In fact, more people are enjoying drinking tea on a daily basis with plastic bottles and others. However, one of the factors on the whole is that the tea leaf market is shrinking every year.
In addition to mass production, the tea leaves shipped early tend to fetch high prices.
As a result, instead of making good-quality tea, farmers are focusing on how they can produce a lot of tea faster than other farmers, which causes an excessive amount of lower-quality tea leaves in the market. Some view this situation as a critical vicious cycle for tea farmers, where overall purchase prices declined.
"What mattered for tea farmers was shipment volume rather than tea quality. They just wish they could make any money from a wholesaler. One of the factors was such an atmosphere among them," said Seiichi, the husband.
The time to market shincha (first picked tea) gets earlier every year according to the couple. It is at least 10 days earlier than 16 years ago, when they took over the tea farm.
To be honest as consumers, we tend to wish for the first product as early as possible. However, everything has its own season. From the ancient time to the present, tea tastes better with no rush to store deliciousness well.
They send attractions of kabusecha with their own hand
Mr. and Mrs. Shimizu started taking actions to increase customers who buy their tea directly. 10 years ago, they rehabilitated a 70-year-old folk house next to the tea factory and opened “Kabusecha Cafe”
They started single origin tea tasting that included soda pop of kabusecha. Such an activity was to let us enjoy Japanese tea casually.

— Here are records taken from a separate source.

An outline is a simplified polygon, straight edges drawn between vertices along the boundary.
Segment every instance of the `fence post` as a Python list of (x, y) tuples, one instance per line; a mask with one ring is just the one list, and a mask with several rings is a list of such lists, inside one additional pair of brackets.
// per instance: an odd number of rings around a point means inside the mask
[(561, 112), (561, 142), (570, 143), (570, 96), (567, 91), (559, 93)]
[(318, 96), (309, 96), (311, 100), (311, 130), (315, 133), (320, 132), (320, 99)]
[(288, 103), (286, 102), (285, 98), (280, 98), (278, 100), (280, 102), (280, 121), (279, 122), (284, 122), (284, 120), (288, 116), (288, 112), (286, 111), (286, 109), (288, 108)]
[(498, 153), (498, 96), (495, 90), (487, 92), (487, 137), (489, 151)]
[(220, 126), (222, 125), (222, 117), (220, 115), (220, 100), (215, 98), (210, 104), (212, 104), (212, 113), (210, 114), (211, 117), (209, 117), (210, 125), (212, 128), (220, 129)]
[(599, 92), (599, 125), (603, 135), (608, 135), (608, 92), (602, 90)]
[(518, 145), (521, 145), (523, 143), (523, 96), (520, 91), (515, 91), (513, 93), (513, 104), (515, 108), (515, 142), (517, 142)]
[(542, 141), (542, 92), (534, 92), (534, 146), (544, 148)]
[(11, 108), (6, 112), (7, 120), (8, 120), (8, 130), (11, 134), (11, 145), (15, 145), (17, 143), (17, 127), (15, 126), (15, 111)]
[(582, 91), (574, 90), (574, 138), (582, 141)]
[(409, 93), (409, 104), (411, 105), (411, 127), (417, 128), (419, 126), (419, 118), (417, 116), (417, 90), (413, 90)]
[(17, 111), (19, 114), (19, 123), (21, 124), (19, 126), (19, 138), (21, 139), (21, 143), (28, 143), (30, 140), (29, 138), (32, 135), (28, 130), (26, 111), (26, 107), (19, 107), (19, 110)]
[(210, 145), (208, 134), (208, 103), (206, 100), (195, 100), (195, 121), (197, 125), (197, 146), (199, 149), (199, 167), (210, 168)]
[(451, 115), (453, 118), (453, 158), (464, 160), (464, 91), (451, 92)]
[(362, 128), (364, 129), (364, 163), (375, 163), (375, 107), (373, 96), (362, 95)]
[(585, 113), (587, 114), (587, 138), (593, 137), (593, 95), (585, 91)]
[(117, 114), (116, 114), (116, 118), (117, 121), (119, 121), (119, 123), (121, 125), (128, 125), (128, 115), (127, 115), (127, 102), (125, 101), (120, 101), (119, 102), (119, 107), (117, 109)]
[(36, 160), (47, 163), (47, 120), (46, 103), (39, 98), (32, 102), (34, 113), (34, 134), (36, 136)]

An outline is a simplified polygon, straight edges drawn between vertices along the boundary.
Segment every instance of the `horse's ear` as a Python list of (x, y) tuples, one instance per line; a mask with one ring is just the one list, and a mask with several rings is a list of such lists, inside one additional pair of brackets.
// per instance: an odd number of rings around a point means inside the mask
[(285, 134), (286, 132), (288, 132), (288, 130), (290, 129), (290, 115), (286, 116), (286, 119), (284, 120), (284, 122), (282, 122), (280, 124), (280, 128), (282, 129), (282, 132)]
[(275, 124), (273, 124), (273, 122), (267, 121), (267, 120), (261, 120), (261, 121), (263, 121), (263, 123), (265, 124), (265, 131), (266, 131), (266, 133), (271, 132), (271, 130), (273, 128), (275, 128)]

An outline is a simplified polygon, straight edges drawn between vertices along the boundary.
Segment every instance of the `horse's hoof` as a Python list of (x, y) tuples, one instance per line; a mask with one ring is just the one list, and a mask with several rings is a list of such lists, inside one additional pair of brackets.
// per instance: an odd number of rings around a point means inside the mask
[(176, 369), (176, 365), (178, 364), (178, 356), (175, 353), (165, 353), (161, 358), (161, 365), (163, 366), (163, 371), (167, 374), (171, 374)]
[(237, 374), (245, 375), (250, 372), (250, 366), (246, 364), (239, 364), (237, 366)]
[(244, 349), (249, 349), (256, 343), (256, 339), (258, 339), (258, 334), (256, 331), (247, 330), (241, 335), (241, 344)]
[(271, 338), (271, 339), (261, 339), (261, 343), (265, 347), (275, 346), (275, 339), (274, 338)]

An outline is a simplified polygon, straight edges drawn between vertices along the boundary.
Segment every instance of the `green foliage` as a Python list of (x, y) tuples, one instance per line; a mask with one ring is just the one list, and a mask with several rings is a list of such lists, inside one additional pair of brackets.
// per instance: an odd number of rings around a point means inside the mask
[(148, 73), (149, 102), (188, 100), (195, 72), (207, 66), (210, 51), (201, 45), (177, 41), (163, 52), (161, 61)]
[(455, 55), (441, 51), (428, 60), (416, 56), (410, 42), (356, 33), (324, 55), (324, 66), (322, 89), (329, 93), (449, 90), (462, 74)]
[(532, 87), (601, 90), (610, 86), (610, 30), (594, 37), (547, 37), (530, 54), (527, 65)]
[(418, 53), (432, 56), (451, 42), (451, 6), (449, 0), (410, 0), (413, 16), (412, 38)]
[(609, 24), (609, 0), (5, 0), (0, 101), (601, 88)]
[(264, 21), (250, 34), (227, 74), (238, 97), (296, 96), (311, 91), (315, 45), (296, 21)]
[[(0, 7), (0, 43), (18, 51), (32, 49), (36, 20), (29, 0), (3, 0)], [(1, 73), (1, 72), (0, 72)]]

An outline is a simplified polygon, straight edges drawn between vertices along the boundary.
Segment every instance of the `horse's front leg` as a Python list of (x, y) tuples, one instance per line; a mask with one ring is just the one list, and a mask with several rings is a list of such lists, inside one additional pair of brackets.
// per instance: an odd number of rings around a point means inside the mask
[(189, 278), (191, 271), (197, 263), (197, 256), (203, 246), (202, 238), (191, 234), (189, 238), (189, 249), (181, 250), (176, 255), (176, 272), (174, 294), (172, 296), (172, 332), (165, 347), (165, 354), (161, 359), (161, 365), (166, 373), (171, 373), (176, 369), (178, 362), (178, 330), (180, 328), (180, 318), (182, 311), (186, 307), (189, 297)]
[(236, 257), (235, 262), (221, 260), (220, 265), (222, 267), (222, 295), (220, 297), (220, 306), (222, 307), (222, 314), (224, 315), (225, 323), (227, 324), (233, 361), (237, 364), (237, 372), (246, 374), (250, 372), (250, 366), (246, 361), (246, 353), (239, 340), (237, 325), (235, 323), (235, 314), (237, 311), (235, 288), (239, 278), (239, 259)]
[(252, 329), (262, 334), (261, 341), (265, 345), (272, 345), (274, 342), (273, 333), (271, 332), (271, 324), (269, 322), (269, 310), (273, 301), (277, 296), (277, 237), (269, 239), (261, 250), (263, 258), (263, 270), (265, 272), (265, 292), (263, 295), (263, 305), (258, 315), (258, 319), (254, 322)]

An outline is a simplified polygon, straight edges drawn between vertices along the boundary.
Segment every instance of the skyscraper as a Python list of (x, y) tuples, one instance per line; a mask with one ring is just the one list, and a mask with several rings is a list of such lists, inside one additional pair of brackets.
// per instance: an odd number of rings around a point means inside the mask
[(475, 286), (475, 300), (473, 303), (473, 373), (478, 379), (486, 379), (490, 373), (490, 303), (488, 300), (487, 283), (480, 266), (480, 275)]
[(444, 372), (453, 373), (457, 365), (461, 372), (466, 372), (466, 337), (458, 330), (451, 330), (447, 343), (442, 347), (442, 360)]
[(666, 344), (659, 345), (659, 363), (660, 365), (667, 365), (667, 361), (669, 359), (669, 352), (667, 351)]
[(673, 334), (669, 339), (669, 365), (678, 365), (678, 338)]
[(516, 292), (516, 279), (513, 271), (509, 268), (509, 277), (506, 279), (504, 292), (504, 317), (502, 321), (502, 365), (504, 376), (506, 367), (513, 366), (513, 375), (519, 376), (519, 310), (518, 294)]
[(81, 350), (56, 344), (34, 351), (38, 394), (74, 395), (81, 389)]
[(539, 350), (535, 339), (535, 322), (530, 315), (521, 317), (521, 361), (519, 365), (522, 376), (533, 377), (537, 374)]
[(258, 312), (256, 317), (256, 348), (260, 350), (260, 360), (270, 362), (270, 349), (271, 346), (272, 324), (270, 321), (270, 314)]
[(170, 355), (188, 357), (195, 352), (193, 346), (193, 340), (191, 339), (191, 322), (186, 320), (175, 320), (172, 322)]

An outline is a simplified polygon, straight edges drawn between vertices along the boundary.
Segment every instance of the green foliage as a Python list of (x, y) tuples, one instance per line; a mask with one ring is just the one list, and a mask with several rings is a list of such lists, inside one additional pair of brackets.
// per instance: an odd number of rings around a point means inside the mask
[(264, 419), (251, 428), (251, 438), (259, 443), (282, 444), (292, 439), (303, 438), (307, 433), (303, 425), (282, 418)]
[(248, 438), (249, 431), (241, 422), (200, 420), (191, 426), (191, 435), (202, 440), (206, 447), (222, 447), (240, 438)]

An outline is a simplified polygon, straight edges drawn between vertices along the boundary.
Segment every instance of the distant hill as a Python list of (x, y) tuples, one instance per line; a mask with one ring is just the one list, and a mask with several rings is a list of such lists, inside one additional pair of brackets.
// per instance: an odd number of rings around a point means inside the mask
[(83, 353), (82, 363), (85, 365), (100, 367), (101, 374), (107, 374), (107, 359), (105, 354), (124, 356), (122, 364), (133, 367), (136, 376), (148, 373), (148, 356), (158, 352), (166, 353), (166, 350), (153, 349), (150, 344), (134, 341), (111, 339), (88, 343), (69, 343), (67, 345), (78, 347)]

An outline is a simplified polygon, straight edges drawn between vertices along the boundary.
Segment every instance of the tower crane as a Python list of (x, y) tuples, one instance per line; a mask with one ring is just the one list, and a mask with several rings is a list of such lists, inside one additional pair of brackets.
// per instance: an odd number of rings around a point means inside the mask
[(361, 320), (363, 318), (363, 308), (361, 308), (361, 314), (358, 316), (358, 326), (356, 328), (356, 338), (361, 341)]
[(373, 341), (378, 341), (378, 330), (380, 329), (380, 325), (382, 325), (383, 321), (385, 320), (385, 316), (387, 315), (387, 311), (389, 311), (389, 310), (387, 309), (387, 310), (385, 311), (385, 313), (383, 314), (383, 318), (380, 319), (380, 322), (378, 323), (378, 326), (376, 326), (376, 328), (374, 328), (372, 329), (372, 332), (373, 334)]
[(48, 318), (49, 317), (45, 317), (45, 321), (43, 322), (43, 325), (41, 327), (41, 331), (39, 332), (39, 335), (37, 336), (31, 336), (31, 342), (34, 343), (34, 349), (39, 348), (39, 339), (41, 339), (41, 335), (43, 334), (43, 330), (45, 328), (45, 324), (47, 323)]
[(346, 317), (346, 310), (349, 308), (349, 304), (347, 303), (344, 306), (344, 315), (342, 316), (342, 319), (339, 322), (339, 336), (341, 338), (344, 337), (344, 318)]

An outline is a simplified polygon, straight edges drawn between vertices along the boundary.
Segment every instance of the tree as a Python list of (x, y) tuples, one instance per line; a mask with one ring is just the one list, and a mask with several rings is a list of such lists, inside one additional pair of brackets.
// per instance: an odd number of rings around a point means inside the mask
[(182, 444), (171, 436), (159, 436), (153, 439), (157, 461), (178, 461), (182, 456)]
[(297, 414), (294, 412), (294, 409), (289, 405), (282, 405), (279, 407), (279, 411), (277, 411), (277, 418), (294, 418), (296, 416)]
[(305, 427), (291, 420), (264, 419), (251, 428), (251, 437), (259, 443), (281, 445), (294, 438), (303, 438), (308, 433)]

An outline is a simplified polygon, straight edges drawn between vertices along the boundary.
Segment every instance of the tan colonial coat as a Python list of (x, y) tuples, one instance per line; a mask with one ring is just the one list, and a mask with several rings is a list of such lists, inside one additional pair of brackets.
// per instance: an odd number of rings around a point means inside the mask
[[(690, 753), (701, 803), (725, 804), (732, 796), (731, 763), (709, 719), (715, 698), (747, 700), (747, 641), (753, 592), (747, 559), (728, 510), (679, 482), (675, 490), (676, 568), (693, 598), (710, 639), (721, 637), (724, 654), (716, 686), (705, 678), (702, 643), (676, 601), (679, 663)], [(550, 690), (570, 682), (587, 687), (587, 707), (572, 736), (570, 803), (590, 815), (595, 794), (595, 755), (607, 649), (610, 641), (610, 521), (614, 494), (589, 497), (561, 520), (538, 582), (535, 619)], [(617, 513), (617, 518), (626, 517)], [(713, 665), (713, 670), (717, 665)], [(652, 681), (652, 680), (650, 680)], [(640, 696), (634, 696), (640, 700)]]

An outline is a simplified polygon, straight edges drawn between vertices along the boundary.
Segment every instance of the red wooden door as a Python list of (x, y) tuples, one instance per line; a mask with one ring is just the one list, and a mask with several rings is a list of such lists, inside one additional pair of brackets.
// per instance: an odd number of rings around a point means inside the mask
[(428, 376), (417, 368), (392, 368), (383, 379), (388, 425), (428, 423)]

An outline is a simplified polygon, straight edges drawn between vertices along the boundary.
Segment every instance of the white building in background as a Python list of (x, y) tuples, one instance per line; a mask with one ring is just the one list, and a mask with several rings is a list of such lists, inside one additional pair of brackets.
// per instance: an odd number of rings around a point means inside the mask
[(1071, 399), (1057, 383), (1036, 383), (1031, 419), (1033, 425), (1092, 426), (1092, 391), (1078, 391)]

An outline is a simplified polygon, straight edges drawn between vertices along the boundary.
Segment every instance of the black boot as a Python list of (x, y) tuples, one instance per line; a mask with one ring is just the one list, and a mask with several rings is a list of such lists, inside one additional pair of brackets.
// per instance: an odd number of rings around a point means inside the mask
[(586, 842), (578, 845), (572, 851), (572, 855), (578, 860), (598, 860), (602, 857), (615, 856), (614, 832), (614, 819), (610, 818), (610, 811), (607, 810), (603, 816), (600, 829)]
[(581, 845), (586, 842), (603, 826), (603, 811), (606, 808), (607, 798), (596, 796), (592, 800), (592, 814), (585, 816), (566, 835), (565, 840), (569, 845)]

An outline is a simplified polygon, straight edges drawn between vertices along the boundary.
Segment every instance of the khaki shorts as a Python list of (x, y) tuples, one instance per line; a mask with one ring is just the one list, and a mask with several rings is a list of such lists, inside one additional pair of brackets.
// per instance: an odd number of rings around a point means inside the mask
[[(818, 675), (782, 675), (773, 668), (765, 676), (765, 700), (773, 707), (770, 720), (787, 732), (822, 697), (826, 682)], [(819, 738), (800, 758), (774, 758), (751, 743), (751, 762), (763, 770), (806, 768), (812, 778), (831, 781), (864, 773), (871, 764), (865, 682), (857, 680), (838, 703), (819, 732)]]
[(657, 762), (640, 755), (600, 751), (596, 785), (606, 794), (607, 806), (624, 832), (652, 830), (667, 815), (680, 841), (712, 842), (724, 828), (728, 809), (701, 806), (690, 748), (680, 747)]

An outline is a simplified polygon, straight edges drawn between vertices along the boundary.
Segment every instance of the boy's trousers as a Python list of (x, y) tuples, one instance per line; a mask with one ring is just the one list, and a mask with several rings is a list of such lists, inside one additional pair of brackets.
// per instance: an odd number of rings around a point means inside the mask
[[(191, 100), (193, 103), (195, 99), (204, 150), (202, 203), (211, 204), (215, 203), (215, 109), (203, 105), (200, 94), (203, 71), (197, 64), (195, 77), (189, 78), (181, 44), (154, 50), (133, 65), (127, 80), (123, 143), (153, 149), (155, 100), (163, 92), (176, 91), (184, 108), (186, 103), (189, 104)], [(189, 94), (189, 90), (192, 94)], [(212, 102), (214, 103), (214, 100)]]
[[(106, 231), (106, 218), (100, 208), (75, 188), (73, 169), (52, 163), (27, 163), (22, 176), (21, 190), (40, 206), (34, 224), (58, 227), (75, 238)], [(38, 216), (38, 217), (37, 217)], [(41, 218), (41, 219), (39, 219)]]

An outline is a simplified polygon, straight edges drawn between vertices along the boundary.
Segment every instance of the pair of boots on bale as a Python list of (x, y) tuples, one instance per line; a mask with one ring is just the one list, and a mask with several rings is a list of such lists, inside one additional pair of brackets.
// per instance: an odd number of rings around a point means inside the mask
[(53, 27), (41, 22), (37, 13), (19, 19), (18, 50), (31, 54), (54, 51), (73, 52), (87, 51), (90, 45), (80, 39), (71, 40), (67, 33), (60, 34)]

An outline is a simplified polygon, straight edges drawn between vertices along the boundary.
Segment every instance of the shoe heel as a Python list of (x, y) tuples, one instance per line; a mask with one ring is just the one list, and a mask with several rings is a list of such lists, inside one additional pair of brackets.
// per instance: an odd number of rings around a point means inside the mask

Collaborating with the government, the busy couple also put an effort in their tea factory tour for local elementary school kids and tea plucking experience at the sincha season to convey the attractions of kabusecha.
“What I found by working at a cafe and a retailer is what tea wholesalers want and what tea consumers want are different. Wholesalers tend to value how beautiful tea’s color is, but customers choose tea by its aroma and flavor,” said Kana.
While keeping producing material tea, they show up at the cafe or at event booths by themselves to listen to customers.
Newcomers developed Suizawa kabusecha
Their first encounter was at a department store in Shinjuku. Kasa was working at a retailer that sold tea from all over the country. Seiichi was a manager of a bakery next to it. Kana returned to her home in the rural area with Seiichi, who was from Tokyo, to take over the tea farm.
Seiichi switched from a baker to a tea farmer. He told us that he was a newcomer with no knowledge, but took advantage of that by getting assistance from locals. He is now acknowledged as one of the leading producers in Suizawa-cho.
It’s been 16 years. I asked them what they wanted to do from now on.
“Some day, I want to make a terrace in the tea farm. This area has a pleasant climate. It would be nice if customers can drink tea while enjoying the view. Because that’s something only tea farmers can do.”
Moving beyond the bounds of tea farmers, Mr. and Mrs. Shimizu work actively on new projects.
”Such a unique taste is very rare for kabusecha,” said other tea farmer in the same industry to the couple. The endorsement gave them confidence.
I believe it was their natural selves that gave the behind-the-scenes tea an individuality of the lead role level.